Les gravures d’Yves Barré passent en marmottant entre les poèmes chewing-gums de Nadaus. Chacun est isolé. Il semble se réfugier dans la page pour être encore plus seul et jaillir moins comme une pâte à mâcher qu’à ressasser et pour exhaler, sans le trahir, ce que le poète a sur le coeur.
Chacun éclate comme une boule de gomme et des vérités sourdent au nom de celui qui a toujours refusé d’être « fusillé par derrière ». Et là où « seule la lune bronze blanc », il rappelle la présence de la camarde mais pour tenter de la tenir à distance.
La matière à penser est donc un crime contre la mort qu’on se donne ou qui nous est donnée. La forme du poème comme celui de la gravure permet de se soustraire provisoirement à l’inéluctable tout en rappelant ce qu’il en est.

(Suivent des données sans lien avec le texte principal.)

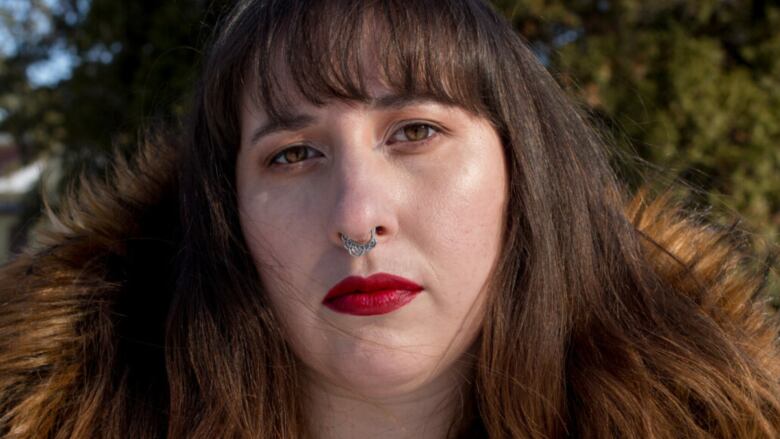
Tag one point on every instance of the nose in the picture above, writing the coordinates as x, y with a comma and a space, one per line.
363, 201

Existe là une mise à sac de nos encombrements inutiles et vaniteux, une sortie de l’enveloppement pour une mise à nu. La forme fixe du poème fait place de brusques sauts, des écarts successifs. Le tout pour avancer entre ce qui est mais aussi ce qui ne se voit pas. Les mots et les gravures semblent réponse mais soudain les fourmis sont dans la main.
jean-paul gavard-perret
Roland Nadaus, Petits poèmes chewing-gums, gravures d’Yves Barré, Typographie de Jacques Renou, éditions Atelier de Groutel, 76610 Champfleur, 2018 — 20,00 €.